Castro also described his relations with other U.S. presidents he had dealt with since 1959.

"I only knew one who for ethical-religious reasons was not complicit to the brutal terrorism against Cuba: James Carter," Tuesday's essay read — though it noted that a law banning U.S. attempts to assassinate foreign leaders such as Castro took effect during Gerald Ford's administration.

Castro noted that Carter opened the U.S. Interests Section in Havana and supported an agreement on maritime limits.

Despite his efforts, Castro said, "the circumstances of that time impeded him from going further."

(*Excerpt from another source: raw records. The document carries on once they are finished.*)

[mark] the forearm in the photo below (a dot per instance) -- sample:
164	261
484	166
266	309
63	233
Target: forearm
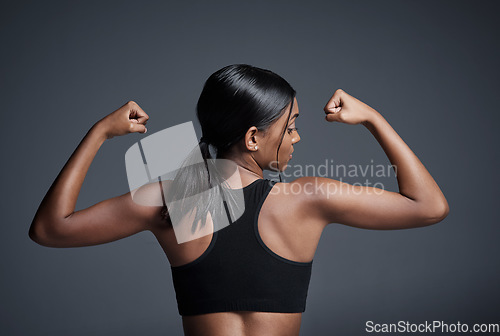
414	180
60	200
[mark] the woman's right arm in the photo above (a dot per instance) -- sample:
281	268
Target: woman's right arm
419	201
57	224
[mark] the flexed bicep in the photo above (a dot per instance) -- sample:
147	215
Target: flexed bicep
334	201
104	222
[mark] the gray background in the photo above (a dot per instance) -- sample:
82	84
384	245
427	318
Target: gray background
430	67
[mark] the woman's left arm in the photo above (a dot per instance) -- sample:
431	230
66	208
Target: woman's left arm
56	224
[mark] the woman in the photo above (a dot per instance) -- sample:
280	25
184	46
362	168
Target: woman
237	280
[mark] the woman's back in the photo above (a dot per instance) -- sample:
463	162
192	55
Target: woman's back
245	273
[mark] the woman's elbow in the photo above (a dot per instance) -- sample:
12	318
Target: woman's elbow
437	215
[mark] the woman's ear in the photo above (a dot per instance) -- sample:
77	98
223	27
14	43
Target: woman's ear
251	139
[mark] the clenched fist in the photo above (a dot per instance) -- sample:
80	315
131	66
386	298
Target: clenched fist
130	118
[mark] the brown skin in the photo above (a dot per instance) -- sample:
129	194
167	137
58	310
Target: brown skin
292	217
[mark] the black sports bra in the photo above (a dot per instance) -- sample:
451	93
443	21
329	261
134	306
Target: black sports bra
239	272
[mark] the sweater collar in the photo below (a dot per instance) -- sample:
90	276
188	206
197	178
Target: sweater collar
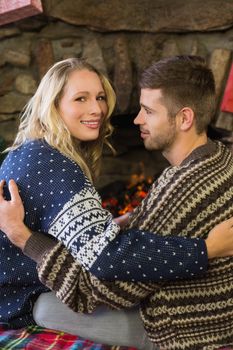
201	151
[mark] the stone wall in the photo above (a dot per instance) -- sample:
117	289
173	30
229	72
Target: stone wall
119	37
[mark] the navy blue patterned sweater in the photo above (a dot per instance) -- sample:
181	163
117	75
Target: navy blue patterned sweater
61	201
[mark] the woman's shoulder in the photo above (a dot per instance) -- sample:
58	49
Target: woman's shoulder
37	159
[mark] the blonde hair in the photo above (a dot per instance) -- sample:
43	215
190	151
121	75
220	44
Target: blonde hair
40	118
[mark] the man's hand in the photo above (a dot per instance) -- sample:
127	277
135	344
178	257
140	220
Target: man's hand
122	220
12	215
220	240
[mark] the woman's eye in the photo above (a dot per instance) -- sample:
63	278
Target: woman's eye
147	111
80	99
101	98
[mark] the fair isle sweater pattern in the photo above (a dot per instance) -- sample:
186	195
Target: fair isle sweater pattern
61	201
58	200
187	200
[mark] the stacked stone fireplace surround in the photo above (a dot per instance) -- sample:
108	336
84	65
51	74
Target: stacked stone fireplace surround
121	38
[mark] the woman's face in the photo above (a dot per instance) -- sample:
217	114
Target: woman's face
83	105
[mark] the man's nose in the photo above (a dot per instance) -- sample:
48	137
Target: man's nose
140	118
95	107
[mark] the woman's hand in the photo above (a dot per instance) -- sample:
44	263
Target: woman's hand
220	240
12	216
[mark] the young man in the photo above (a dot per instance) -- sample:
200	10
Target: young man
194	194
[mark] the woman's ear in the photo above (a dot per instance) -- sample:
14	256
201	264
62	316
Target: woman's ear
186	118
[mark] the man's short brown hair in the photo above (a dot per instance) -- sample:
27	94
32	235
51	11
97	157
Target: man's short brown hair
185	81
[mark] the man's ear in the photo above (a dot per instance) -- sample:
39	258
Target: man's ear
186	118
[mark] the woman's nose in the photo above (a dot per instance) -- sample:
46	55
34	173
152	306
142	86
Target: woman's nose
95	107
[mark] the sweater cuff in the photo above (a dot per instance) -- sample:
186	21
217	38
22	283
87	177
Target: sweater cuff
202	255
38	245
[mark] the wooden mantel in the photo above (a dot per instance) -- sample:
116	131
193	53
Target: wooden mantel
14	10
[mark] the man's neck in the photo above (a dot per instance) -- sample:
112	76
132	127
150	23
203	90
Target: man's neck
182	148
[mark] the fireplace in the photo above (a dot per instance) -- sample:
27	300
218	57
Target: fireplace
121	39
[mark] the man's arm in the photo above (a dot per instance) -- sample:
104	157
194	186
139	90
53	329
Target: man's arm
164	257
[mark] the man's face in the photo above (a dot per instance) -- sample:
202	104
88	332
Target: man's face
158	131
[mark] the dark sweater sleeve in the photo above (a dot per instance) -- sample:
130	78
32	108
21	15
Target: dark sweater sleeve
134	256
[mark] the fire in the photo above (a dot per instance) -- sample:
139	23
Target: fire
131	196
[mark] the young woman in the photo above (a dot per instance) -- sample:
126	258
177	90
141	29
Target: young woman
54	160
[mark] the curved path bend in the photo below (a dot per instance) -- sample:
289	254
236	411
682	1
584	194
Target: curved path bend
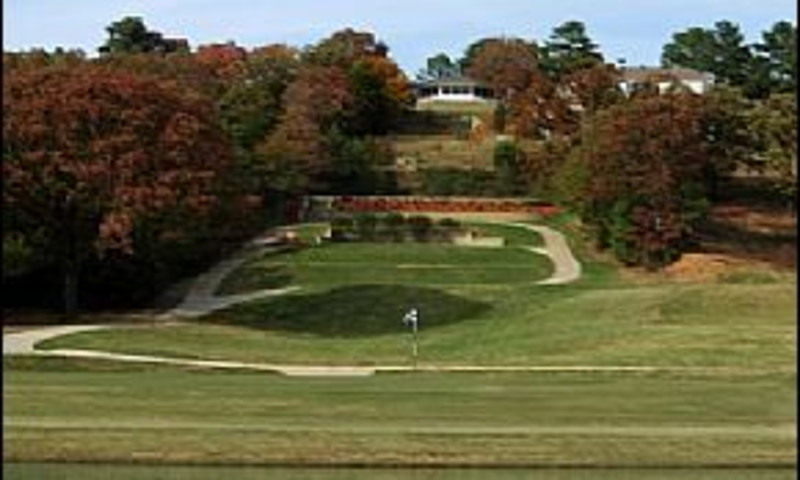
201	300
567	269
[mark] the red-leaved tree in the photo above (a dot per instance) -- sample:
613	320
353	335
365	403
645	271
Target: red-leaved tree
90	152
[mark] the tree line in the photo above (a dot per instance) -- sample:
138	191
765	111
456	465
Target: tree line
127	171
640	170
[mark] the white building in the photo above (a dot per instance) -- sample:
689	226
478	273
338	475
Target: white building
664	78
453	89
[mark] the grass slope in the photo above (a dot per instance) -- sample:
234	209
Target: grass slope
73	412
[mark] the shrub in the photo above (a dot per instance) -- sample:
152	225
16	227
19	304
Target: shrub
341	228
366	224
391	227
420	227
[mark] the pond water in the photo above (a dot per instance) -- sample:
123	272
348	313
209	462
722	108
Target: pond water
53	471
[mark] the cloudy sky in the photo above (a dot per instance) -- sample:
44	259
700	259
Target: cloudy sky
414	29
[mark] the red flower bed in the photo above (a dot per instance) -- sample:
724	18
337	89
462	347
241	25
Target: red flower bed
412	205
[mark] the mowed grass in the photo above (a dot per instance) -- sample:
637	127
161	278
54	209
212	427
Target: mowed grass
55	410
487	311
49	471
701	325
381	263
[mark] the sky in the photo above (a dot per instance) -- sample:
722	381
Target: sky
634	30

Castro said Bill Clinton was "really friendly" during a brief encounter at a U.N. summit and said he was "intelligent in demanding that rule of law be followed" in the case of castaway boy Elian Gonzalez, who was returned from the U.S. to Cuba in 2000 after an international custody battle.

He also acknowledged that Clinton apparently tried to stop flights by exile pilots who had enraged the communist government by repeatedly scattering anti-communist literature over Havana.

But he criticized Clinton for backing legislation to tighten the U.S. trade embargo after Cuban jet fighters shot down the civilian planes off the island's coast during a repeat visit in February 1996.

"It was an electoral year, and he took advantage of that," Castro said, noting that Clinton invited exile leaders to witness his signing of "the criminal law."